Allowing furloughs to selected prisoners eases the focal concern of constituents about the isolation of prisoners from pro-social, cooperative community influences. The furloughs also intensify the worries of constituents about the dangers of additional criminal acts committed by convicted criminals on furlough from prison, as in the recent Massachusetts experience. However professionally adept, if a commissioner acts at all, he or she is likely to relieve the focal concern of some and increase the focal concern of others. When the constituencies with opposing concerns have about equal power to influence the allocation of resources to the agency, the commissioner is often wise to dilute each group's impact by spreading his or her resources among the several focal concerns. But how are the powers of the constituencies to be assessed?

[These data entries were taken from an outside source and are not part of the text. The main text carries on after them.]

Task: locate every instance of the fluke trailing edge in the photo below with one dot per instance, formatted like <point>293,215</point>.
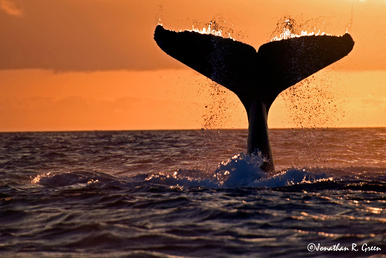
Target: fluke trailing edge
<point>256,78</point>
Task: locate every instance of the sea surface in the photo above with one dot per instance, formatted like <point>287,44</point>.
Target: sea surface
<point>192,193</point>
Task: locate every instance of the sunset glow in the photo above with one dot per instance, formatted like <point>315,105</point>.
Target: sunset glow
<point>93,65</point>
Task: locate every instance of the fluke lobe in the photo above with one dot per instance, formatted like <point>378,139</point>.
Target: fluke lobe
<point>256,78</point>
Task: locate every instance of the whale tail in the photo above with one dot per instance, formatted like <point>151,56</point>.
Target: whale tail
<point>256,77</point>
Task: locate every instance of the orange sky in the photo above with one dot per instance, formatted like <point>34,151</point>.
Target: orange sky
<point>93,65</point>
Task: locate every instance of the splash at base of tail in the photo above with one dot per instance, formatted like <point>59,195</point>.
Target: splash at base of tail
<point>257,78</point>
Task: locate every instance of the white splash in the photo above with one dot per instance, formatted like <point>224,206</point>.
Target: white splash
<point>287,33</point>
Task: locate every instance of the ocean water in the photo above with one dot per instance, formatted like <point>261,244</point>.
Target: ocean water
<point>192,194</point>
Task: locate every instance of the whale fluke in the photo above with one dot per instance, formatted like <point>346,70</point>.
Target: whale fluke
<point>257,78</point>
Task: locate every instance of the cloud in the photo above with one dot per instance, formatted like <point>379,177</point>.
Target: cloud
<point>10,8</point>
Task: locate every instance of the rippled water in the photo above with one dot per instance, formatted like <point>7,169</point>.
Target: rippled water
<point>192,194</point>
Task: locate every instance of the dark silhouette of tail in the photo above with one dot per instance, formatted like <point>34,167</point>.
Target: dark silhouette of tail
<point>256,78</point>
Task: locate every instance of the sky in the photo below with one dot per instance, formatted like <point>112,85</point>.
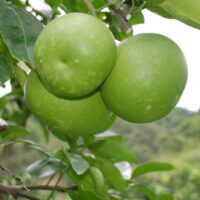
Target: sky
<point>188,39</point>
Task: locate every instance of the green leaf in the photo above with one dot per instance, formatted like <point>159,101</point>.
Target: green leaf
<point>54,3</point>
<point>84,181</point>
<point>84,195</point>
<point>75,6</point>
<point>186,11</point>
<point>116,28</point>
<point>45,167</point>
<point>36,146</point>
<point>137,18</point>
<point>152,167</point>
<point>61,136</point>
<point>113,150</point>
<point>166,196</point>
<point>99,183</point>
<point>5,70</point>
<point>79,164</point>
<point>111,172</point>
<point>154,2</point>
<point>148,193</point>
<point>14,132</point>
<point>19,30</point>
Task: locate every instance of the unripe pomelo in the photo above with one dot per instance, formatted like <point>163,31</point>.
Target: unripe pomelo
<point>78,117</point>
<point>147,80</point>
<point>74,54</point>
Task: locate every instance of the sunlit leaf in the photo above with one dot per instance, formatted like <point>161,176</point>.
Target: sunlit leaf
<point>45,167</point>
<point>148,192</point>
<point>19,30</point>
<point>113,150</point>
<point>79,164</point>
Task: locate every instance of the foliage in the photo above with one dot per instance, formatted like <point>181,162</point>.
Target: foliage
<point>87,166</point>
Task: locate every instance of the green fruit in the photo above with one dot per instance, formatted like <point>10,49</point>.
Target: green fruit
<point>74,117</point>
<point>74,54</point>
<point>108,124</point>
<point>148,79</point>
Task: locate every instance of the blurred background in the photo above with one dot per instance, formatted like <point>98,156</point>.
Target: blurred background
<point>174,139</point>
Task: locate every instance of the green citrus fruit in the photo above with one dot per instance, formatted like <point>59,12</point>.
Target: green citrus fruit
<point>74,117</point>
<point>148,79</point>
<point>108,124</point>
<point>74,54</point>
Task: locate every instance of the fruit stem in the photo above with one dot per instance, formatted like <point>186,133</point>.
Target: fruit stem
<point>121,16</point>
<point>90,7</point>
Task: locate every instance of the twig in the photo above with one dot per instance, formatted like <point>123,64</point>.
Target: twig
<point>122,16</point>
<point>7,171</point>
<point>90,7</point>
<point>53,191</point>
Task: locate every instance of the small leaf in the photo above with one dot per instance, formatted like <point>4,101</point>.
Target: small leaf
<point>137,18</point>
<point>19,30</point>
<point>99,183</point>
<point>116,28</point>
<point>148,193</point>
<point>54,3</point>
<point>79,164</point>
<point>113,150</point>
<point>15,132</point>
<point>84,195</point>
<point>152,167</point>
<point>35,146</point>
<point>45,167</point>
<point>84,181</point>
<point>75,6</point>
<point>5,70</point>
<point>111,172</point>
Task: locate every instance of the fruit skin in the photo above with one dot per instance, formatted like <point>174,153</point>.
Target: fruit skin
<point>147,80</point>
<point>74,117</point>
<point>74,54</point>
<point>108,124</point>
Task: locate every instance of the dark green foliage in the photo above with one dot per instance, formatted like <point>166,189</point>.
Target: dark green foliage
<point>90,163</point>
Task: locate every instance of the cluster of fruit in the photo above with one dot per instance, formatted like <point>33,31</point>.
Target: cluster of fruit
<point>81,77</point>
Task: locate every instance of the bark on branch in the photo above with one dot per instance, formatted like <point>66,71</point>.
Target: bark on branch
<point>18,191</point>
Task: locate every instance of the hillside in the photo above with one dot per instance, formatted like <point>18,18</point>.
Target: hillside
<point>173,139</point>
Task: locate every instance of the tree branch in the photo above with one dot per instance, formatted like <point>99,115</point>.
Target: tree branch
<point>18,191</point>
<point>122,16</point>
<point>90,7</point>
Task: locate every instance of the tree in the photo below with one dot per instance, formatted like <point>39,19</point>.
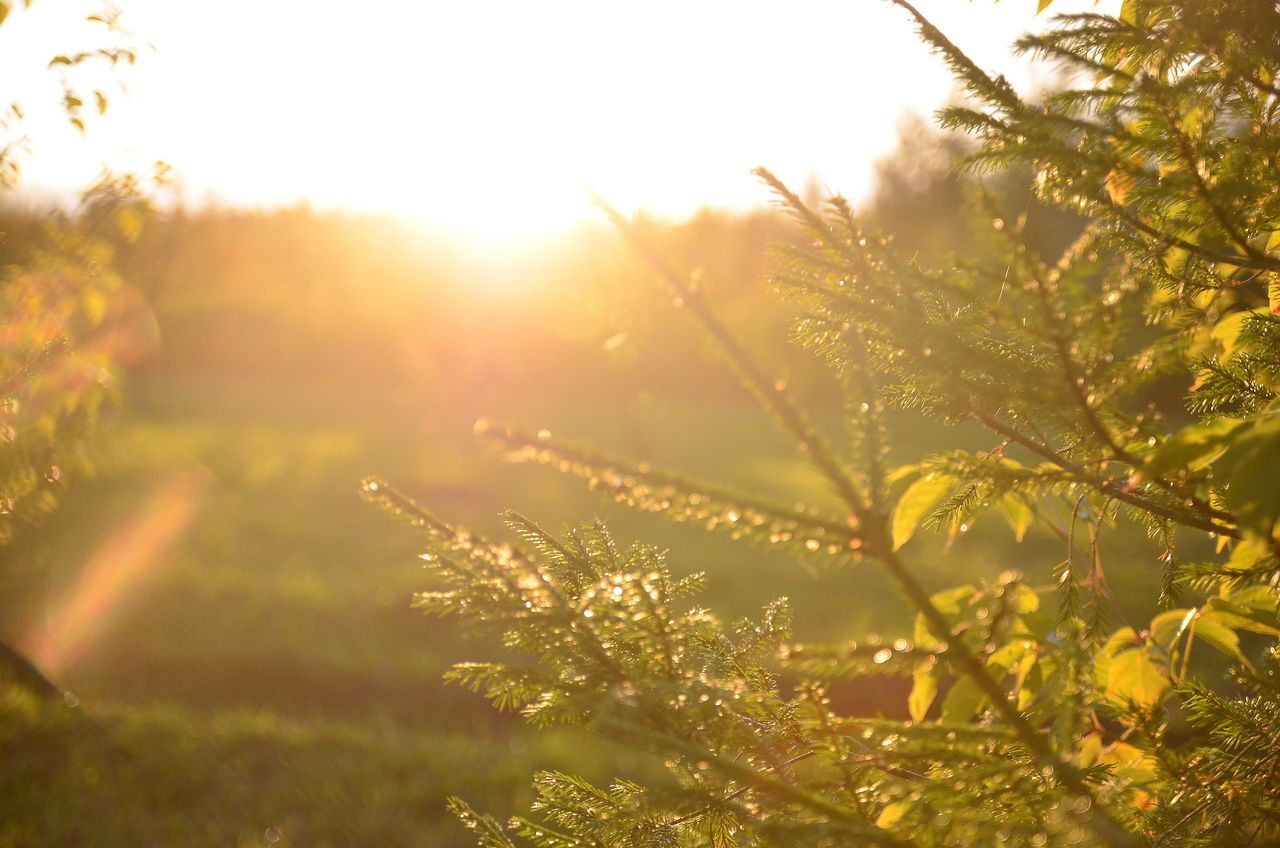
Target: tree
<point>1032,719</point>
<point>64,327</point>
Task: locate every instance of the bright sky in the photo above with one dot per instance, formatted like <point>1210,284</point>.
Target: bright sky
<point>490,117</point>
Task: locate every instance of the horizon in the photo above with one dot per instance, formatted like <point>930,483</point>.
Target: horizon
<point>251,119</point>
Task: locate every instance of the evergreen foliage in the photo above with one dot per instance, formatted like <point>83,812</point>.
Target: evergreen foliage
<point>1033,720</point>
<point>65,320</point>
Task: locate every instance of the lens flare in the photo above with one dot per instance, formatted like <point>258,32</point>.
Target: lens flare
<point>115,569</point>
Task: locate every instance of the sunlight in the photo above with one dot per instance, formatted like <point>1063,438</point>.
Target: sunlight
<point>115,569</point>
<point>494,117</point>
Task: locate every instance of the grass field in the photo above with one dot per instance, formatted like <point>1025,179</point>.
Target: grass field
<point>234,620</point>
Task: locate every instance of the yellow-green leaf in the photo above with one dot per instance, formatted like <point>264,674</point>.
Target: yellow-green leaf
<point>918,501</point>
<point>1136,678</point>
<point>1018,513</point>
<point>924,689</point>
<point>1191,448</point>
<point>892,814</point>
<point>1119,185</point>
<point>963,702</point>
<point>1214,629</point>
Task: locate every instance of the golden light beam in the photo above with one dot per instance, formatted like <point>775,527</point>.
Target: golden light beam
<point>115,568</point>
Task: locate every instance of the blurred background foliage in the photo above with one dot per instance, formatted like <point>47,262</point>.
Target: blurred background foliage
<point>231,623</point>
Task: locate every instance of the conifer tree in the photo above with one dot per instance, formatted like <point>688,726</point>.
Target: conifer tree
<point>1033,720</point>
<point>63,323</point>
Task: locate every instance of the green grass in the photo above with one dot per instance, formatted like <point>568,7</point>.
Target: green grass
<point>268,679</point>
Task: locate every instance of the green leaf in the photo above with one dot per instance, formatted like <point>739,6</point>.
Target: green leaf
<point>1166,627</point>
<point>1018,513</point>
<point>892,814</point>
<point>1215,629</point>
<point>924,689</point>
<point>1228,331</point>
<point>918,501</point>
<point>1243,616</point>
<point>1248,468</point>
<point>963,702</point>
<point>1137,678</point>
<point>1191,448</point>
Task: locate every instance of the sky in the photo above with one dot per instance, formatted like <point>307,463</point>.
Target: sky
<point>497,117</point>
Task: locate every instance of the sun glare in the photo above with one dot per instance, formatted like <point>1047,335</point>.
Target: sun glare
<point>494,117</point>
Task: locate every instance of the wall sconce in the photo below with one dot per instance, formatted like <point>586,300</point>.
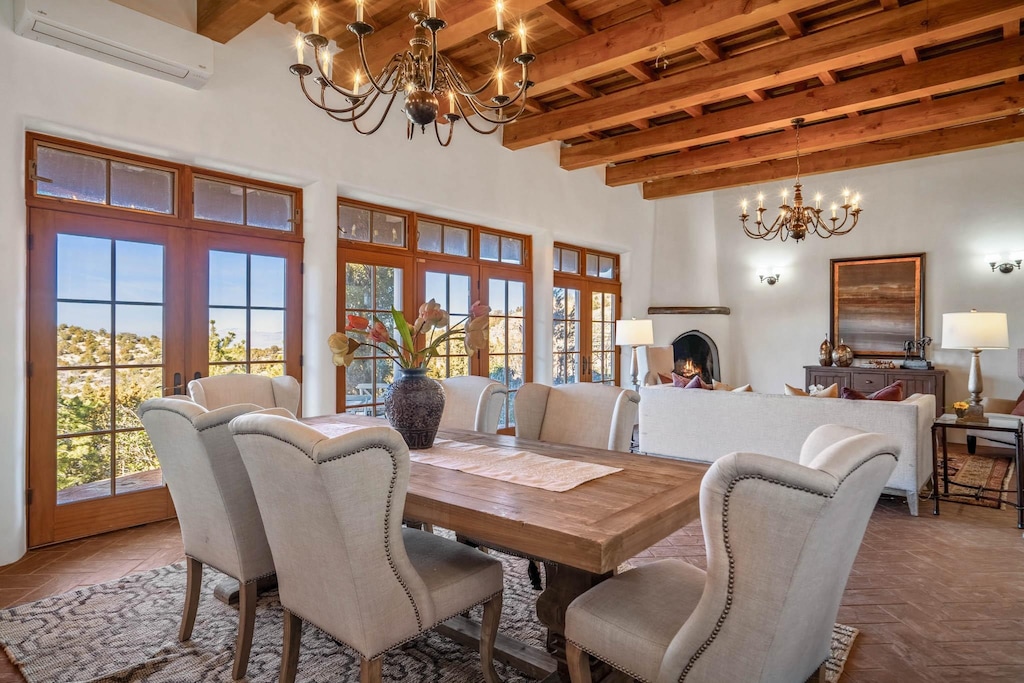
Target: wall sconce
<point>1006,267</point>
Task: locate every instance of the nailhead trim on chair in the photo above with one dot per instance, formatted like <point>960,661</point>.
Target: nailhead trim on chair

The commissioner must develop the intuition to recognize the mutable patterns of focal concerns and power relationships among the multiple conflicting constituencies. Recognition, however tenuous, of the shifting patterns allows the commissioner to choose salient, practical, visible programs to address a current focal concern and, with intuitively calculated risk, strategically bypass other concerns. The use of social and historical criteria in assessing the processes and potential of actions allows the commissioners to see progress toward ambiguous and idealistic goals. As undesirable as they are, low frequency, high cost, high visibility incidents can be useful as well as embarrassing, if the commissioner can accept responsibility and push for action that will mobilize support for a needed new program.

Sometimes the commissioner must undertake to change recognized focal concerns and networks of coalitions. The best chances come from actions have these properties: (a) They affirm a strongly held value, idealistic as it may be; (b) they are taken in concert with constituents who are powerful enough to influence others, who have a strong commitment to those values, and who are uneasy about the current practices; (c) they require a specific, easily observed, change in manifest current practices; and (d) they stimulate commitment to the specific change, commitment publicly announced by powerful-enough people.